There is one provision under H.R. Bill 985 that is so obviously “pro-manufacturer” than “pro-patient”. That provision states that in the case of a class-action lawsuit, the lawsuit must state that every plaintiff in the suit must demonstrate that all “suffered the same type and scope of injury as the named class representative”. Which is completely ridiculous because every complainant has a specific complaint or case but will be similar to the rest of those included in the class-action suit.
An example of this case is a class-action suit against antibiotic drugs Avelox, Levaquin, and Cipro. These were determined to cause permanent peripheral neuropathy as a side-effect. Hence, permanent peripheral neuropathy refers to damage to certain nerves that are away from the brain and spinal cord (Chemotherapy induces sometimes this disease).
Now the side effects vary – from numbness, twitching muscles, decreased coordination or balance and even digestive dysfunction.
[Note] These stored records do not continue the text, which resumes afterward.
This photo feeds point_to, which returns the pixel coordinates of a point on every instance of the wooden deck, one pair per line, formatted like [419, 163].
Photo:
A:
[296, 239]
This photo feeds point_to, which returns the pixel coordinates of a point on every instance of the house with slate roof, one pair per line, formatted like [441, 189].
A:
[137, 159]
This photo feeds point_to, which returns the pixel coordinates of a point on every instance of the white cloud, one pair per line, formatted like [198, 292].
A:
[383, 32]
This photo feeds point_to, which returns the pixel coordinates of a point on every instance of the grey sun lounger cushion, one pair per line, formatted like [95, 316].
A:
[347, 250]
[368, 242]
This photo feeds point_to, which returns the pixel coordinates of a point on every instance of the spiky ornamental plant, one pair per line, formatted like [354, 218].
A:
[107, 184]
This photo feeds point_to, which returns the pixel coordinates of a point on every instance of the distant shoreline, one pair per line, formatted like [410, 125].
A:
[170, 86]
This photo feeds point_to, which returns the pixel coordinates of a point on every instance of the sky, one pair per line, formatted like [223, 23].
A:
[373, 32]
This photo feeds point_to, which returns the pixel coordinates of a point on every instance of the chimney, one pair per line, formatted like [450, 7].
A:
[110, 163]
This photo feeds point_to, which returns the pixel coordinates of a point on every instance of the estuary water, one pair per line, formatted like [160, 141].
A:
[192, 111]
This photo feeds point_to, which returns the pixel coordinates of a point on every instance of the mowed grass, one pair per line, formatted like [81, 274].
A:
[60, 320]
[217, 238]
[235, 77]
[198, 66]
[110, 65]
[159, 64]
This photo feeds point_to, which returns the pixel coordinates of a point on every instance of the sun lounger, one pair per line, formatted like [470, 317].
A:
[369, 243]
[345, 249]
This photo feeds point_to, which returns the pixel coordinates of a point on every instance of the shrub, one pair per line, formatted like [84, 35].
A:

If all these different complainants had each a different complaint but are an offshoot of the 3 drugs, the class-action suit will not be valid.
Finding Class-Action Suit Lawyers
Now, about the lawyers that take on class-action suits – it is found that less of these lawyers are inclined to take on anti-big pharma cases. Why? Because it is highly unlikely that a lawyer would like to represent you. Unless, you can pay their hourly fees.
Normally, class-action suit lawyers will strike a contingency contract with clients. Thus, once they win the case, the client will give them a portion of the win. Well, this was demonstrated quite effectively in the movie “Erin Brockovich”. Wherein, her legal firm got a portion of the financial damages after they won the suit. H.R. 985 will definitely make it difficult and restrict negotiated contracts.
H.R. Bill 1215
On the other hand, H.R. 1215, the “Protecting Access to Care Act of 2017” unfortunately takes away the rights of victims harmed by medical professionals. It certainly provides provisions that are more “pro-manufacturer”. Some of these provisions include protecting medical professionals who prescribe dangerous drugs or hurt patients with dangerous medical devices, denying the right to trial by jury, prescribing stringent time limits on lawsuits, and putting a cap on damages to about US$250k (this includes states that already declared this practice as unlawful).
Why the pro-big pharma provisions in Congress?
Because most big pharma are supporting legislators like Republican representative Bob Goodlatte from Virginia. Just a sample of what kind of funding he got from different industries: almost $1.5 million from the finance, insurance, and real estate sector; $2.1 million from agribusiness, more than $670,000 from the health sector (which includes pharmaceutical companies), 1.3 million from miscellaneous business interests (source: Federal Election Commission on Monday, released September 11, 2017).
We need to come together to fight against injustice and an “honest and fair” airing of medical grievances against pharmaceutical companies. We need to bring the truth out!